TwitterNoodle - Incident Detection using Twitter.
See the README folder for more extensive documentation. There should be a file called 'Documentation.pdf' - all functions and modules are described in the "All modules" section starting on page 10. Architecture overview (image) can be found on page 2.
This project aims to detect incidents on micro-social media (Only twitter is supported) using a hierarchical storage and processing structure. The main functionality is storage in Neo4j and visualisation in a simple real-time front-end plot. Analysis can be found in root/Analysis.ipynb
Requirements:
(Twitter API keys)
neo4j
tweepy
gensim
textblob
websockets
matplotlib
pandas
wordcloud
NOTE!
Update the root/credentials.py file, this project works with TwitterAPI and Neo4j most of the time and as such, keys are required.
CLI in main.py:
The core interface is by using modular pipes to move and process the data.

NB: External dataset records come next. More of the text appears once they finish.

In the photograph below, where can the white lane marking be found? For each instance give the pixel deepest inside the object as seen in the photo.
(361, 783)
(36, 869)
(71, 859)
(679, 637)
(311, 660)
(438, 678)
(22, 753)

This CLI tool uses prefabs to make this easier.
Note: On first use, most pipes (those including a processing pipe) will use time to download and load a word2vec model; this might take a few minutes.
Pipe tweets to local storage (pickle)
-getdataset -ttime=10 -stime=10 -track=virus -path=./
Pipe tweets from local storage (pickle) to Neo4j. Cleaning and processing pipes are used.
-pipe=dsk2db -path=./...
Pipe tweets from twitter directly to Neo4j. Cleaning and processing pipes are used.
-pipe=api2db -track=to,and,from
Pipe tweets from local storage (pickle) to front-end plot
-pipe=dsk2js -path=./.. -query=help,me
Pipe tweets from api to front-end plot. Cleaning and processing pipes are used.
-pipe=api2js -track=to,and,from -query=help,me
Divide a dataset in local storage (pickle)
-scaledataset -sdiv=2 -sin=.. -sout=..
Merge datasets in local storage (pickle)
<implemented but not hooked to CLI>
CLI in db_query.py:
This simple tool has a CLI menu system for browsing incidents in Neo4j.